Portanto, pode-se dizer que a Corte Suprema mostra cautela ao examinar o tema da inconstitucionalidade em tese, eis que a decisão afetará a todos os jurisdicionados que se encontrem em determinadas situações regidas pela norma cuja inconstitucionalidade esteja sendo arguida, sem olvidar das relações jurídicas já consolidadas, que não podem, sob pena de ofensa à regra da segurança jurídica, ser desconstituídas.

Sob esse prisma, subjugando o caso concreto aos efeitos supervenientes de uma possível declaração de inconstitucionalidade, com efeito ex nunc, e lembrando, ainda não declarada, o direito do servidor permanece inalterado.

Logo, independentemente do efeito que se adote nessa suposta declaração de inconstitucionalidade - ex nunc ou ex tunc - o direito do servidor resta inequívoco quanto à sua aposentadoria.

2.2 DA POSSIBILIDADE DE APLICAÇÃO DO ART. 40 DO REGIMENTO INTERNO

Na análise procedida, o Órgão Instrutivo concluiu pela prejudicialidade da aplicação do art. 41 do Regimento Interno ao caso concreto. Considerou que o servidor cumpriu os requisitos constitucionais necessários à concessão do benefício, por isso, o dispositivo não se amoldaria à denegação do registro do ato.

Assim, como o próprio Corpo Técnico afirmou, o requerente atendeu aos preceitos constitucionais que garantem à aposentadoria, fazendo jus ao direito.

Contudo, o seu enquadramento irregular levou à conclusão pela denegação do registro do ato, com supedâneo no art. 36, §2º, b, da Lei Complementar n. 202/2000.

Dos argumentos apresentados, verifica-se que essa Corte de Contas criou para si um imbróglio jurídico, em que anuncia estarem cumpridos os requisitos constitucionais, atestando o direito do requerente, mas negando o registro em razão do vício na forma de provimento do servidor no cargo em que se deu a aposentadoria.

No entanto, o ato será passível de registro se não houver irregularidade quanto ao mérito.

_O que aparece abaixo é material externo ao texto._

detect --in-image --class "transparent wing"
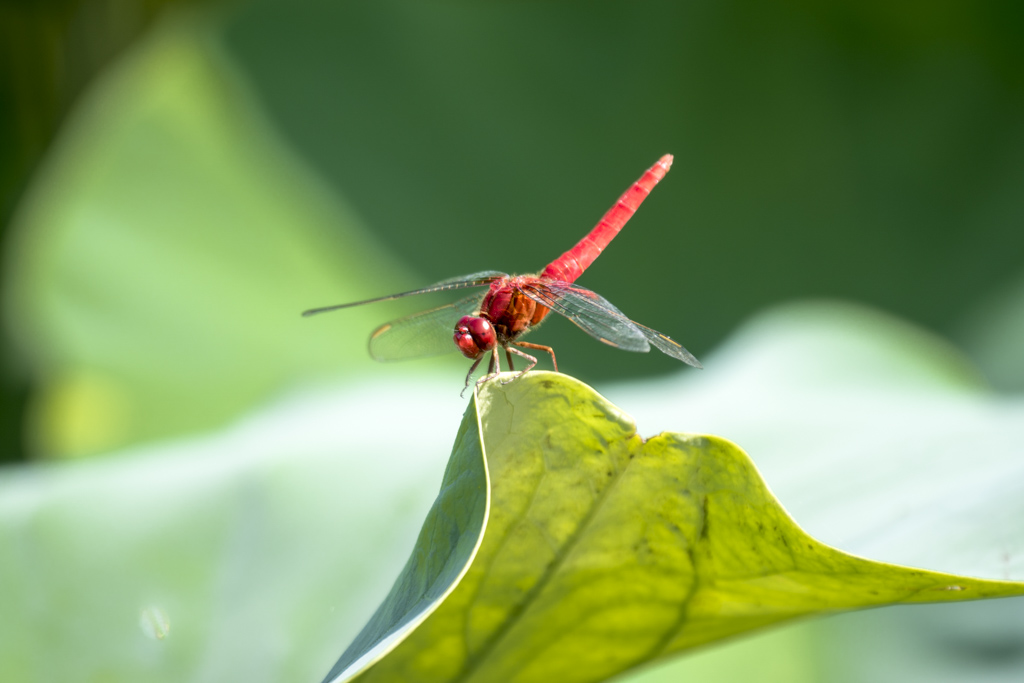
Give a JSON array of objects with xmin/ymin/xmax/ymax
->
[
  {"xmin": 523, "ymin": 281, "xmax": 703, "ymax": 368},
  {"xmin": 302, "ymin": 270, "xmax": 508, "ymax": 316},
  {"xmin": 633, "ymin": 321, "xmax": 703, "ymax": 369},
  {"xmin": 370, "ymin": 294, "xmax": 483, "ymax": 360},
  {"xmin": 522, "ymin": 280, "xmax": 650, "ymax": 351}
]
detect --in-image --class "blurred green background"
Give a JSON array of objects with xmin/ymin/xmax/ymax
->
[
  {"xmin": 0, "ymin": 0, "xmax": 1024, "ymax": 681},
  {"xmin": 0, "ymin": 0, "xmax": 1024, "ymax": 459}
]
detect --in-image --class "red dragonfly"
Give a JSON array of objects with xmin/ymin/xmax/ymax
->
[{"xmin": 302, "ymin": 155, "xmax": 701, "ymax": 387}]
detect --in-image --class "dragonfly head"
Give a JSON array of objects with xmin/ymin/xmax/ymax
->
[{"xmin": 455, "ymin": 315, "xmax": 498, "ymax": 359}]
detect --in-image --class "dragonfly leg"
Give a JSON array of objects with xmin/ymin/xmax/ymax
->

Premissa normativa capitulada no art. 40 do Regimento Interno, in verbis:

Art. 40. O Tribunal decidirá pela ilegalidade e recusará o registro do ato de concessão de aposentadoria, reforma, transferência para a reserva ou pensão que apresentar irregularidade quanto ao mérito.

Hely Lopes Meirelles conceitua mérito administrativo:

O conceito de mérito administrativo é de difícil fixação, mas poderá ser assinalada sua presença toda a vez que a Administração decidir ou atuar valorando internamente as consequências ou vantagens do ato. O mérito administrativo consubstancia-se, portanto, na valoração dos motivos e na escolha do objeto do ato, feitas pela Administração incumbida de sua prática, quando autorizada a decidir sobre a conveniência, oportunidade e justiça do ato a realizar. (MEIRELLES, H. L. Direito Administrativo Brasileiro. 21. ed. São Paulo: Malheiros, 1990).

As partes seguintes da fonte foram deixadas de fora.